The Karimi or Keremi (Crimeans) were once famous as merchant Kermikhiones who controlled the trade routes through Crimea (Persian: Karima). They are a Quasi-Subbotnik type of Karaimite.
Jewish communities existed in many of the Greek colonies in the region during the late classic period. Recently excavated inscriptions in Crimea have revealed a Jewish presence at least as early as the 1st century BCE. In some Crimean towns, monotheistic pagan cults called Hypsistarians or sebomenoi theon hypsiston ("Worshippers of the All-Highest God," or "God-Fearers") existed. These quasi-proselytes kept the Jewish commandments but remained uncircumcised and retained certain pagan customs. This became the basis of the Crimean religion of the Karimi which was adopted by Khazars.

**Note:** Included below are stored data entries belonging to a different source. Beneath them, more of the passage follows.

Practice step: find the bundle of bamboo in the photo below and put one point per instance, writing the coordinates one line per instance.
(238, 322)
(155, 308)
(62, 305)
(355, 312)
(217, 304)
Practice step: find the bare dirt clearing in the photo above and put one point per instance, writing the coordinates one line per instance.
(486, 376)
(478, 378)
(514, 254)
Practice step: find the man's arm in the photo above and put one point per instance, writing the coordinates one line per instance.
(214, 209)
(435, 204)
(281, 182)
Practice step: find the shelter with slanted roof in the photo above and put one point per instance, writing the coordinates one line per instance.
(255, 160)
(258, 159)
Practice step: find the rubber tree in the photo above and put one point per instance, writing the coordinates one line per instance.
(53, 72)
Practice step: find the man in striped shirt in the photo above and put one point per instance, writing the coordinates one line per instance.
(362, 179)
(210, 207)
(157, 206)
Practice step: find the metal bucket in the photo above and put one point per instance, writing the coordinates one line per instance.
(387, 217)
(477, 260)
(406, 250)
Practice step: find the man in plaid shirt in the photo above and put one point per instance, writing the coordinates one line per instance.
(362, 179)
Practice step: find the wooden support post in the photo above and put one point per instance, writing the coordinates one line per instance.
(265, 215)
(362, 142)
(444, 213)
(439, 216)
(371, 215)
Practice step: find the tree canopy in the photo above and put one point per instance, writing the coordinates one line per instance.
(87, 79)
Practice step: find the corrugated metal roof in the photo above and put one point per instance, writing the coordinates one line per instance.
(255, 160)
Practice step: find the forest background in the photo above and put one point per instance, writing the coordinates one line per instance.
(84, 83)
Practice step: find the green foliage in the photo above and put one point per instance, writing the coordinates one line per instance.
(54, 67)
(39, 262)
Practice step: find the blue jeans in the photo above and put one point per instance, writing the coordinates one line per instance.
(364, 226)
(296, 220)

The 40 families of Karaite-Turks settled in Bakhchisarai certainly adopted this religion when they arrived and mixed with the Ghisolfi family.
In the 15th century their religion was already widespread in Novgorod and wad represented in Moscow by Elena of Moldavia and her son the Crown Prince Dimitry. However, Sofia Palaiologina started to bring the Russian church into alignment with Greece instead and cracked down on the Karimi who had to seek refuge with the Ghisolfis in the Crimean Khanate.

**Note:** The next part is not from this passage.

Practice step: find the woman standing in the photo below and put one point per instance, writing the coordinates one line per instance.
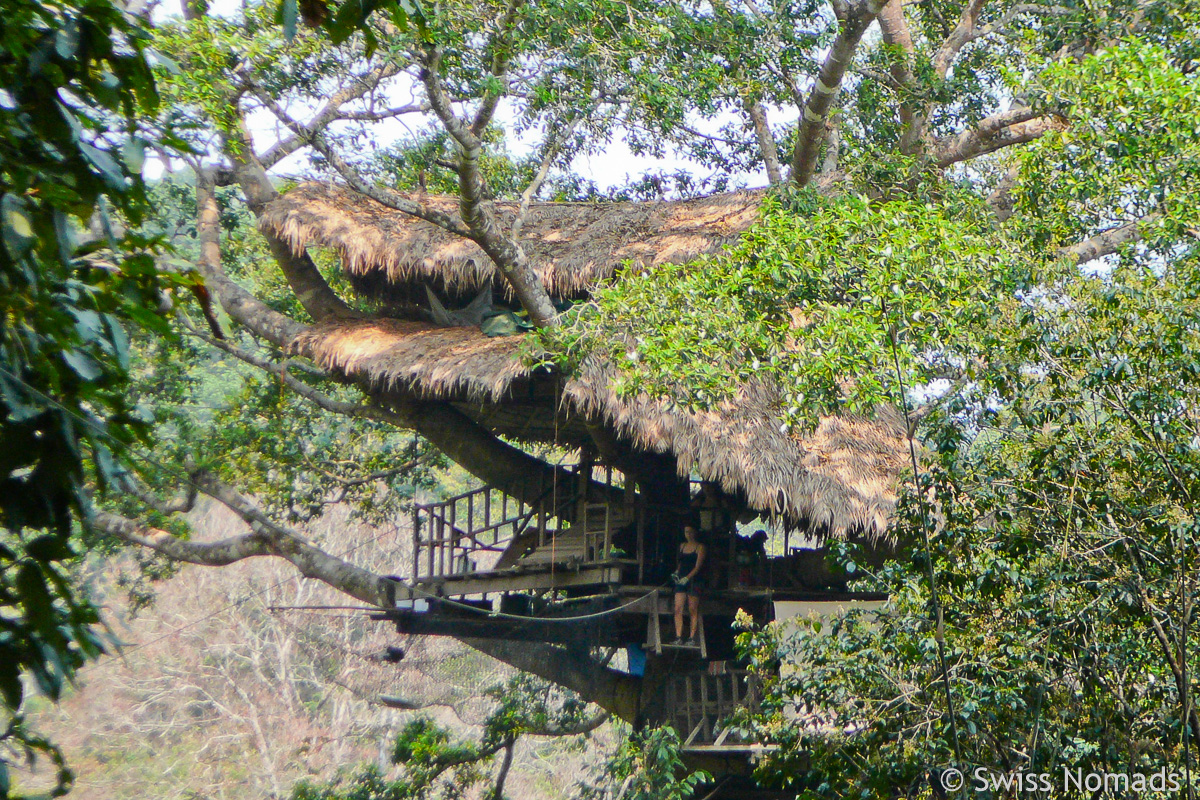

In 1795 the Crimean Karaites petitioned Count Zubiv pretending to be Karimi instead of Jews in order to escape a double taxation law which applied to Jews initiating a relationship between the Karimi and the Karaites which culminated in Seraya Shapshal promoting a short lived union between the two in 1919. However, the Ukrainian Karaites expelled Shapshal and united with the Nazis in WW2 to exterminate the Karimi Karaitizers.
Nevertheless, the Karimi Karaitizers survived into the present.